Toronto Real Estate Market Update: June 2025
A market in transition
The Toronto Regional Real Estate Board’s June 2025 Market Watch shows a city that continues to shift in favour of buyers. While affordability has improved compared to last year, uncertainty in the economy is keeping many would-be purchasers on the sidelines.
In June, Greater Toronto Area REALTORS® reported 6,243 sales, a 2.4 per cent decline compared to June 2024. At the same time, new listings rose by 7.7 per cent year-over-year, reaching 19,839. More homes are coming to market, fewer are being sold as quickly, and the balance is giving buyers more choice.
Prices remain lower than last year
The average selling price in June was $1,101,691. This represents a 5.4 per cent decrease compared to the same month last year. The MLS® Home Price Index Composite benchmark was also down 5.5 per cent year-over-year.
On a month-over-month seasonally adjusted basis, both the average selling price and the benchmark edged slightly lower compared to May. In plain terms, prices have not yet stabilized.
Buyers are gaining leverage
The combination of increased listings and slower sales is providing buyers with negotiating power that has not been common in Toronto for years. Discounts off asking prices are happening more frequently, and conditions such as home inspections and financing clauses are reappearing in offers.
Affordability is also improving compared to 2024 thanks to lower borrowing costs. While the Bank of Canada has held its benchmark rate at 2.75 per cent since March, it has reduced rates gradually since early 2024. This has made mortgage payments more manageable for many households, although some remain cautious given broader economic concerns.
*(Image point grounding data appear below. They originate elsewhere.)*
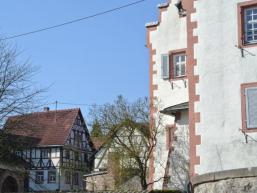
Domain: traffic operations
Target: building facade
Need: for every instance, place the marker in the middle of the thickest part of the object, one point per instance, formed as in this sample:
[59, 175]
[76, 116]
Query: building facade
[60, 151]
[167, 43]
[221, 68]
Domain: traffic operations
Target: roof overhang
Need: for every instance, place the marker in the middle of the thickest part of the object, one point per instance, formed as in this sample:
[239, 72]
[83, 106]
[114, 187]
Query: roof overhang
[172, 110]
[95, 174]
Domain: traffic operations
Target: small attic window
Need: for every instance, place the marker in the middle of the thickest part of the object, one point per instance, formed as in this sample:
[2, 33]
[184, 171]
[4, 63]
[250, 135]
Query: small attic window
[181, 10]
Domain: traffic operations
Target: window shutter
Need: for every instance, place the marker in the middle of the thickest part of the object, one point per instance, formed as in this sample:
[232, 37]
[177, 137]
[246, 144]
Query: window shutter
[165, 66]
[251, 107]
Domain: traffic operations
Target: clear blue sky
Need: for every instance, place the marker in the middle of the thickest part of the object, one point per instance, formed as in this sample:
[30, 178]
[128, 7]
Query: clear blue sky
[88, 62]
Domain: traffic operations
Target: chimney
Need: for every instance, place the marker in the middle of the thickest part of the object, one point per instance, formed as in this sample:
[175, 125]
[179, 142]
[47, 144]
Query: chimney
[46, 109]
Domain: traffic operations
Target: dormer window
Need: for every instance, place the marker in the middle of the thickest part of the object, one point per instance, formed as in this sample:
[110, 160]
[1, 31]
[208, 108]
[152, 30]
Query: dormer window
[181, 10]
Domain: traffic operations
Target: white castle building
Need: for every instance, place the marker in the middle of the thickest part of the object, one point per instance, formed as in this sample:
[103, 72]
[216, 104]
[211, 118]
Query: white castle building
[204, 53]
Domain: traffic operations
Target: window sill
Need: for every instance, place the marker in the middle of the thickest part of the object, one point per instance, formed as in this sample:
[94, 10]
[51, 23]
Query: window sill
[249, 130]
[179, 78]
[249, 45]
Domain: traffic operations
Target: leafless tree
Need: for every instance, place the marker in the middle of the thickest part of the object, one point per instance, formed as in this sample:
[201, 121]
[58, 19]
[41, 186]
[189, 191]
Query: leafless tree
[126, 126]
[17, 92]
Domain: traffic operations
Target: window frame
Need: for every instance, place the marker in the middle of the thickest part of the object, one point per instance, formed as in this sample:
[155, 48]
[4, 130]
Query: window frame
[241, 7]
[67, 177]
[244, 108]
[41, 179]
[172, 64]
[49, 174]
[165, 77]
[45, 153]
[76, 179]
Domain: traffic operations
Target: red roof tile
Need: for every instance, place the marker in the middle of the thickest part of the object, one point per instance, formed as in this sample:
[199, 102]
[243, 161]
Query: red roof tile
[48, 128]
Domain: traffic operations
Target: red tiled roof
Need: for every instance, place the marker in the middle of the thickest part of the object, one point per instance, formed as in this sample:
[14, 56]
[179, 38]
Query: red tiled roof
[98, 142]
[47, 128]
Sellers face a different reality
For sellers, the story is less optimistic. Inventory is building, buyers are selective, and pricing strategies matter more than ever. Homes that are competitively priced and well-presented are still moving, but those that aim for last year’s numbers are sitting longer and often require reductions.
The average time on market continues to stretch, with many listings being re-launched after price adjustments. Sellers who are realistic about today’s conditions are best positioned to achieve results, while those who hold out for yesterday’s prices may find themselves chasing the market downward.
Looking ahead
TRREB has noted that further interest rate cuts later this year could strengthen buyer confidence and bring more activity back to the market. At the same time, ongoing trade tensions and broader economic uncertainty continue to weigh on decision-making.
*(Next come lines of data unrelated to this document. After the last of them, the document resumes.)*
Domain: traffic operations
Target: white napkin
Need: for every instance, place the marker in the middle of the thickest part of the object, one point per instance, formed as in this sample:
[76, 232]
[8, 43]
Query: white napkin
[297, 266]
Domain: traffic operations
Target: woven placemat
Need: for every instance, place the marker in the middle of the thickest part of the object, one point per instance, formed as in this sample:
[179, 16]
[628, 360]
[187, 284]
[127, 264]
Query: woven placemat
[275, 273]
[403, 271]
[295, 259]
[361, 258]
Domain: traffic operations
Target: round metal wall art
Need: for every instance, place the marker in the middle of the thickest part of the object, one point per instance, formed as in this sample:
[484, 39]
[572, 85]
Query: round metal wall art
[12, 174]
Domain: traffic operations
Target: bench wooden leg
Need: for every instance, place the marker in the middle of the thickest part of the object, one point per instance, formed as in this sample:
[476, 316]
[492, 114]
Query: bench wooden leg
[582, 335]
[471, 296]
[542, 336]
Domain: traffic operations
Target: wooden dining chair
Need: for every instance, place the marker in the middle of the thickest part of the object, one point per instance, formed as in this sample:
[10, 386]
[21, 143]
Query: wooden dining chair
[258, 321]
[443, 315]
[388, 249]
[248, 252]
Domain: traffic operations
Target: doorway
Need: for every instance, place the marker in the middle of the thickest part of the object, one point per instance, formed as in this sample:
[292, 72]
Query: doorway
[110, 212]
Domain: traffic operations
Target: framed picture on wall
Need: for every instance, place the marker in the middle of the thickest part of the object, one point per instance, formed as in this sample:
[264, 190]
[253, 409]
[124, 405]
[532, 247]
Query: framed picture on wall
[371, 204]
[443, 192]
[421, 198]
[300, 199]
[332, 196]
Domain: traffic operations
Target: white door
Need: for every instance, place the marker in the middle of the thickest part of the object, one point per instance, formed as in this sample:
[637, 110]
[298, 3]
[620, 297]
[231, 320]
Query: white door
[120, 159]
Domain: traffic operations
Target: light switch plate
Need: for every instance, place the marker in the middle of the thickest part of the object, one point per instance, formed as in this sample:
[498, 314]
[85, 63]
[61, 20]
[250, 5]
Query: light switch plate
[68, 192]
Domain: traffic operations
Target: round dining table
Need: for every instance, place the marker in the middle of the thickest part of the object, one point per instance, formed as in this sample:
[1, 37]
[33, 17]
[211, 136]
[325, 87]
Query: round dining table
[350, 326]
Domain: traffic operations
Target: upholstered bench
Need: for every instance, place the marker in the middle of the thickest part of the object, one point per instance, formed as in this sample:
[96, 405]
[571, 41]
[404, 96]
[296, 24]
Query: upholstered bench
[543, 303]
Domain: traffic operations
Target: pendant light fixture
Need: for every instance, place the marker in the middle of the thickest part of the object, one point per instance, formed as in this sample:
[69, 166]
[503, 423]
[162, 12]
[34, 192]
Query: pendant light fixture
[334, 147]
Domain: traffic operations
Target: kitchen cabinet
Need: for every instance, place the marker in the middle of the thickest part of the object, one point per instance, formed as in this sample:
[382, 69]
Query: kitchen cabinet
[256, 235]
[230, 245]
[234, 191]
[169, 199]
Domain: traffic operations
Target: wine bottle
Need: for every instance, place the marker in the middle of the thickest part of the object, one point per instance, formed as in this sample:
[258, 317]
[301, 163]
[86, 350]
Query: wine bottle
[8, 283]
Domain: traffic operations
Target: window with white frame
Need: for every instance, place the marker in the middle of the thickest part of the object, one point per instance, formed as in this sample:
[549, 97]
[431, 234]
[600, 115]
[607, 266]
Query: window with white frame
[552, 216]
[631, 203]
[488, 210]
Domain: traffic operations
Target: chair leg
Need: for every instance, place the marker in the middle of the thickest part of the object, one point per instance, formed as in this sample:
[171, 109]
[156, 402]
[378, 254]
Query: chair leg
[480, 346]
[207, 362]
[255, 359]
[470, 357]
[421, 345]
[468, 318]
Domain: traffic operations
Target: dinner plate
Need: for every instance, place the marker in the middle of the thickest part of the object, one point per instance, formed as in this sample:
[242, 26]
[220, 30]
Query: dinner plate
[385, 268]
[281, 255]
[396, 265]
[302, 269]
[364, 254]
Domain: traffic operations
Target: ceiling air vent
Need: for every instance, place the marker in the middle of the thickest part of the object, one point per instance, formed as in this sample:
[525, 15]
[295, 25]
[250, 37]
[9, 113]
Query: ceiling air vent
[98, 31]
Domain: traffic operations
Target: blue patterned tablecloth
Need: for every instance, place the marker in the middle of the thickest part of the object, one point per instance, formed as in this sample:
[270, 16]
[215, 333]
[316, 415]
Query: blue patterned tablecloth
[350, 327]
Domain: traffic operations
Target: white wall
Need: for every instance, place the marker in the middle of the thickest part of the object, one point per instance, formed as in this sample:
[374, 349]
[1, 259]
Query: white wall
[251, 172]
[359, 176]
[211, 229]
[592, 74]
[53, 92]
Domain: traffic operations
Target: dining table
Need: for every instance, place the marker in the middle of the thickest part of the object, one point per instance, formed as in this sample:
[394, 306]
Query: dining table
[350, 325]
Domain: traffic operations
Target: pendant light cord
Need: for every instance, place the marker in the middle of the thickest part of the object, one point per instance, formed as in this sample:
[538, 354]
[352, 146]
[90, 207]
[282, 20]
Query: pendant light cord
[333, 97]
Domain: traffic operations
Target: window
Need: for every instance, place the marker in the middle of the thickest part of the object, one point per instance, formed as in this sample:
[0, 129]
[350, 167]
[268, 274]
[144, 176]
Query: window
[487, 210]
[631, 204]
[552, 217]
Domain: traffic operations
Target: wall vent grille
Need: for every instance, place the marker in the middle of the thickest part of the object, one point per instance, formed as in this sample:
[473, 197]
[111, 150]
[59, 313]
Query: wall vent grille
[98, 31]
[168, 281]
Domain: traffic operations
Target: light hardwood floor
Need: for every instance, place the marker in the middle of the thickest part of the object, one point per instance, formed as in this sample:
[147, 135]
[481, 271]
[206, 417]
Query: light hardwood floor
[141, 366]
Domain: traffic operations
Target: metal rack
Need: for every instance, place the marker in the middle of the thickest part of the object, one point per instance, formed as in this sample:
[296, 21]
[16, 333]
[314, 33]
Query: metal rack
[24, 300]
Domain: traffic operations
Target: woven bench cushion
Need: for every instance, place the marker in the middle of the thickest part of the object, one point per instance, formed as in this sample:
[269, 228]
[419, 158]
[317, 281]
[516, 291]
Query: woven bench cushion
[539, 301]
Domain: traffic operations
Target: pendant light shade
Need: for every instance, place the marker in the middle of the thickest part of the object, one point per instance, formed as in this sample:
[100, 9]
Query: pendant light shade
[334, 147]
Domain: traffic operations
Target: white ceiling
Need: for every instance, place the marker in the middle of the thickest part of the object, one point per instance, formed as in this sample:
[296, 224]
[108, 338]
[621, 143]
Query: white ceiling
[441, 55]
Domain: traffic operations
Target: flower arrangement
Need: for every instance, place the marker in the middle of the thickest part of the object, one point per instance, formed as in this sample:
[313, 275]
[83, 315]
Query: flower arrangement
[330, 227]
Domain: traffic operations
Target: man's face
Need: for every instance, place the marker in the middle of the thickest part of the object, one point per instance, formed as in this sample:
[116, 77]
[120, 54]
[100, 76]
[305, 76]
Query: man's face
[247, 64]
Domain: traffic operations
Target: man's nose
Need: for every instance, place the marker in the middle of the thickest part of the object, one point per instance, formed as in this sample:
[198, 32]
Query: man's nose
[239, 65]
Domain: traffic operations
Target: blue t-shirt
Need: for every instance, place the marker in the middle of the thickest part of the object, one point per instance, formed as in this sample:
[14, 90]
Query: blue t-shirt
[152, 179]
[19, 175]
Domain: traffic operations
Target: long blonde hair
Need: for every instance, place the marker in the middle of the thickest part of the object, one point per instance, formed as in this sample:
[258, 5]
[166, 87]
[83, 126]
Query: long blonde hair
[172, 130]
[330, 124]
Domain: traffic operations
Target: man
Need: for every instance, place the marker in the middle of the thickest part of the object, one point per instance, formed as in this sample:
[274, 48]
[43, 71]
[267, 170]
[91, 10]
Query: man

For now, the market remains in flux. Buyers have more choice, more time, and more leverage. Sellers, on the other hand, need to be strategic, realistic, and willing to adapt.
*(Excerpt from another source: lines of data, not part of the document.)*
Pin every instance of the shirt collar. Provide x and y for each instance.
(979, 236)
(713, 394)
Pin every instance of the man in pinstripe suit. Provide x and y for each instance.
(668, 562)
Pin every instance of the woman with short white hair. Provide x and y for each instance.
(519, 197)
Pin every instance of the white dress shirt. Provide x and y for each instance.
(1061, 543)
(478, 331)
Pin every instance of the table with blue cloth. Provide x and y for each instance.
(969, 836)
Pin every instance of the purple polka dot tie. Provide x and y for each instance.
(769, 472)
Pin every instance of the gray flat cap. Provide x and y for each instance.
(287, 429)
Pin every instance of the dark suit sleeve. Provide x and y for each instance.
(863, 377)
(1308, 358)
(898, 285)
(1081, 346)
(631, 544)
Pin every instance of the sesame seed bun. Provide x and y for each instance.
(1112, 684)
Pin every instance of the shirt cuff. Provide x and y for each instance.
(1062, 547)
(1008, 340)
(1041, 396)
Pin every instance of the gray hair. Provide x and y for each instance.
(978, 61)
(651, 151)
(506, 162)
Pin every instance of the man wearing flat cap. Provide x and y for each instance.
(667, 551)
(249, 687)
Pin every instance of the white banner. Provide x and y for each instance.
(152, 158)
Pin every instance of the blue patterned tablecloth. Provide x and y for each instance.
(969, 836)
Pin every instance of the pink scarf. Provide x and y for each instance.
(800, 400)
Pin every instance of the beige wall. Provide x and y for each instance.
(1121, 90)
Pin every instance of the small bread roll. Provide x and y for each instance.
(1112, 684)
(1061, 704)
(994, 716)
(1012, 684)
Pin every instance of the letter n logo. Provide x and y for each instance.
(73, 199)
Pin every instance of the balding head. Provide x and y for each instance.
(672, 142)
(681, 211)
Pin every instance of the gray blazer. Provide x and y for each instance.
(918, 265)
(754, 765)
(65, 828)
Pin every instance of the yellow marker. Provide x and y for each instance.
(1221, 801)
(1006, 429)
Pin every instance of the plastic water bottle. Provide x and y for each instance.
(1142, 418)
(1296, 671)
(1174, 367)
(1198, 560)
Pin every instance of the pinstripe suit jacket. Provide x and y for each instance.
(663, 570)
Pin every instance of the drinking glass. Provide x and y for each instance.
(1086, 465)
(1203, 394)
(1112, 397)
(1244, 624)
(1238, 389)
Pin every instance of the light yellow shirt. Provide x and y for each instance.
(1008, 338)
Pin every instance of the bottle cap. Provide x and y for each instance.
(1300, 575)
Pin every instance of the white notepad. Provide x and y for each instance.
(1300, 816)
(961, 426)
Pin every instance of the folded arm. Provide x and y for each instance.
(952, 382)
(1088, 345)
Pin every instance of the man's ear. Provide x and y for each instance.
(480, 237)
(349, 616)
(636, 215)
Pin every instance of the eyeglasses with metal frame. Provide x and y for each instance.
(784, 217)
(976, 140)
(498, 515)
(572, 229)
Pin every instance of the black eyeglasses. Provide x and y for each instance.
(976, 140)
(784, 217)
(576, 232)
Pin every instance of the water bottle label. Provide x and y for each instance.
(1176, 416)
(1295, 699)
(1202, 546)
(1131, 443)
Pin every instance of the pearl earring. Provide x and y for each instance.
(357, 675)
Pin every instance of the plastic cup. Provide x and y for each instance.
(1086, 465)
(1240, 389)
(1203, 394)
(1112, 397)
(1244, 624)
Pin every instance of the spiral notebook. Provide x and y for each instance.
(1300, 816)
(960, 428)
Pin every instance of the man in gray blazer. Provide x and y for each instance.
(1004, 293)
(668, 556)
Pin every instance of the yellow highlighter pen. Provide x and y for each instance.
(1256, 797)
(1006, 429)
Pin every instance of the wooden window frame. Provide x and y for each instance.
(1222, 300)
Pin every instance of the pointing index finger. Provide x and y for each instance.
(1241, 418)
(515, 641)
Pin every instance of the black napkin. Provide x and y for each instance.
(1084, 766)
Why this matters for women
This shift is especially meaningful for women buyers. In past years, bidding wars and sky-high prices left many feeling shut out of the market. Today, conditions look very different. With inventory building and competition easing, women have the space to make confident, informed decisions. They can compare options, negotiate from a position of strength, and secure a home that supports both their independence and long-term financial stability.
Real estate has always been more than a transaction. It is an investment in your future. For women who have been saving, planning, and waiting for the right opportunity, 2025 offers something we have not seen in years: the chance to step into homeownership without the frenzy.
The bottom line
Toronto’s June numbers confirm that the market is tilting in favour of buyers. For women in particular, this is a moment to seize. Do not wait for perfect timing or a perfect partner. The key to your home and your independence may be within reach right now.